I stepped inside and looked around. It was a brick-lined passageway wide enough for two people with an arched ceiling sufficiently high that I had to stretch to touch it. It ran parallel to the cut in both directions, right towards Bayswater and left towards Notting Hill, in which direction I found a crushed bean sprout on the floor.

‘They went that-a-way,’ I said. The air was still and tasted flat, like water that had been boiled more than once.

‘You follow the breadcrumbs,’ said Nightingale. ‘And I’ll take David here for a quick recce in the opposite direction. See how far the tunnel runs that way.’

‘Do you think it runs as far as Baker Street?’ asked Lesley.

‘That would certainly explain how James Gallagher got where he did,’ said Nightingale.

David the Patroller looked dubious. ‘That would involve passing through Paddington and that’s a big station with open platforms,’ he said.

‘It’s worth a look anyway,’ said Nightingale. ‘Perhaps the tunnel ducks under Paddington.’

‘And what about me?’ asked Lesley.

‘You can guard this secret door and act as communications relay,’ said Nightingale. ‘And in the event that you hear us screaming, you can come rescue us.’

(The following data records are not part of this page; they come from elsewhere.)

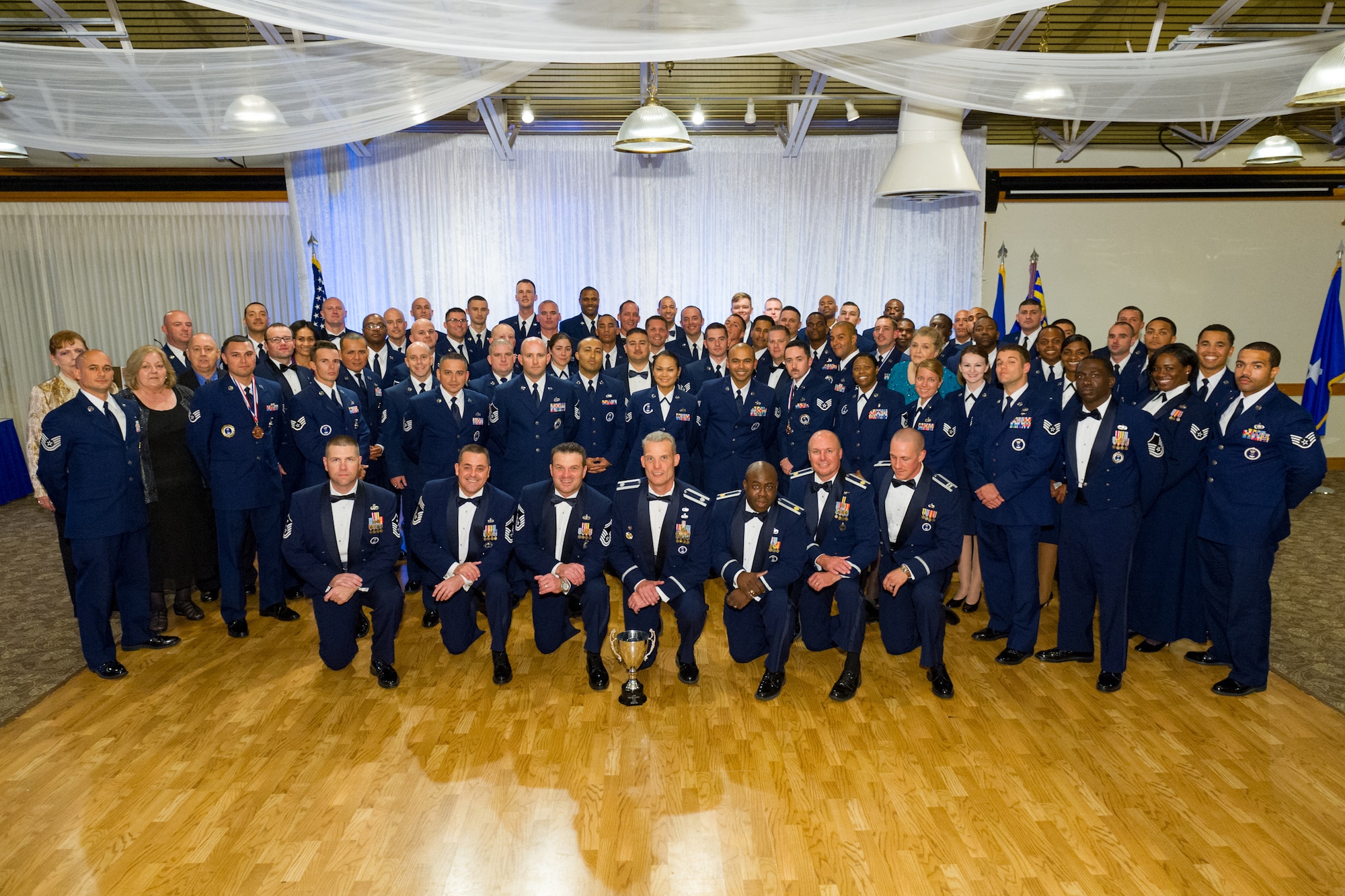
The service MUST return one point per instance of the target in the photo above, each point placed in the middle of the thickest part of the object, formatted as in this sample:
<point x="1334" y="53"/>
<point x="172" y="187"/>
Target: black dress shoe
<point x="280" y="611"/>
<point x="157" y="642"/>
<point x="598" y="671"/>
<point x="1230" y="688"/>
<point x="504" y="673"/>
<point x="845" y="686"/>
<point x="939" y="681"/>
<point x="771" y="685"/>
<point x="388" y="676"/>
<point x="1056" y="655"/>
<point x="111" y="670"/>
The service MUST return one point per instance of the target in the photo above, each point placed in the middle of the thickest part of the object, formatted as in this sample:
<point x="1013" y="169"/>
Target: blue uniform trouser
<point x="114" y="565"/>
<point x="231" y="526"/>
<point x="1237" y="581"/>
<point x="337" y="622"/>
<point x="552" y="616"/>
<point x="1096" y="552"/>
<point x="762" y="628"/>
<point x="1009" y="569"/>
<point x="822" y="630"/>
<point x="689" y="608"/>
<point x="915" y="616"/>
<point x="458" y="614"/>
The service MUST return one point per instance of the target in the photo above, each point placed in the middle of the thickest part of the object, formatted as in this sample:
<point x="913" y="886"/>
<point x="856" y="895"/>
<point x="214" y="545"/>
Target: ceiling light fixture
<point x="653" y="128"/>
<point x="252" y="112"/>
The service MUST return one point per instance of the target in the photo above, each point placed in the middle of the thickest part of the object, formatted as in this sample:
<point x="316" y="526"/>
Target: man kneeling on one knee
<point x="344" y="540"/>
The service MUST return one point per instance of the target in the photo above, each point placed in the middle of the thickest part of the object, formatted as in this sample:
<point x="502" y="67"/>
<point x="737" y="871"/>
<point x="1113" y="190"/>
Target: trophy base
<point x="633" y="696"/>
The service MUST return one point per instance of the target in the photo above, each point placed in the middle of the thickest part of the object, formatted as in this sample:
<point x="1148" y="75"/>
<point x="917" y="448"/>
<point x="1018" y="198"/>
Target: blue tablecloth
<point x="14" y="469"/>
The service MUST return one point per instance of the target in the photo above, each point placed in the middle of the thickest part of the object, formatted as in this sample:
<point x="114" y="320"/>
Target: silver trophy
<point x="633" y="647"/>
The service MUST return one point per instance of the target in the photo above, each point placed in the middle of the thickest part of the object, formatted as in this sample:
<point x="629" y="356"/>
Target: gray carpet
<point x="41" y="649"/>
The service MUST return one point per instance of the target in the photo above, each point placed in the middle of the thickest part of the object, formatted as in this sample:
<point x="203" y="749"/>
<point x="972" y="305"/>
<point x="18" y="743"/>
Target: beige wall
<point x="1260" y="267"/>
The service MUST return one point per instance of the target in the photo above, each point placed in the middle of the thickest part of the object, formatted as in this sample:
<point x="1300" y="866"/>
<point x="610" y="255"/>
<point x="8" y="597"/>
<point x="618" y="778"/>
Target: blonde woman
<point x="182" y="532"/>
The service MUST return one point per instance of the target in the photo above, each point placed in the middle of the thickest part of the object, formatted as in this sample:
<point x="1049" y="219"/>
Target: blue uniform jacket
<point x="782" y="546"/>
<point x="91" y="471"/>
<point x="310" y="538"/>
<point x="523" y="434"/>
<point x="644" y="417"/>
<point x="930" y="537"/>
<point x="867" y="440"/>
<point x="315" y="419"/>
<point x="847" y="528"/>
<point x="432" y="534"/>
<point x="732" y="440"/>
<point x="1017" y="452"/>
<point x="244" y="473"/>
<point x="431" y="438"/>
<point x="1268" y="462"/>
<point x="1126" y="464"/>
<point x="587" y="538"/>
<point x="814" y="407"/>
<point x="685" y="537"/>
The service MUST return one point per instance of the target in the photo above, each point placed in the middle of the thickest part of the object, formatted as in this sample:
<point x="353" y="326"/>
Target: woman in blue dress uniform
<point x="1167" y="600"/>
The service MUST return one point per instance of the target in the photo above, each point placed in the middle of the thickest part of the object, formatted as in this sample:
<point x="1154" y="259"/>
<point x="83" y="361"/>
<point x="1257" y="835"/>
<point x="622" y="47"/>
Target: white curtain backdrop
<point x="445" y="218"/>
<point x="111" y="271"/>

‘Great,’ said Lesley without enthusiasm.

So me and Kumar headed off down the passageway with Lesley glaring at my back. As we went I couldn’t help thinking our little party was short a rogue and a cleric.

Friday

18

Notting Hill Gate

My first thought was, how many people could be supported by five to six boxes of vegetables a day? My second thought, after we’d been walking in a straight line for five hundred metres or so, was this was a hell of a long way to go to the shops. Which was followed by my third thought which was – where would these hypothetical vegetable eaters be getting their protein from? Mushrooms, rats, the occasional commuter? Cannibal navvies – thank you so much Inspector Nightingale.

‘When do you think this was built?’ asked Kumar.

‘The same time as the cut was dug,’ I said. ‘See the way the bricks are laid? That style’s called an English Bond. It matches the work on the tracks and it’s the same kind of London brick. Probably made locally.’

‘They teach you this stuff at Hendon?’ asked Kumar.

‘I had an education before Hendon,’ I said. ‘I was thinking of training to be an architect.’

‘But you were lured away by the glamour of police work,’ said Kumar. ‘Not to mention the high pay and the respect of your peers.’

‘Architecture didn’t work out,’ I said.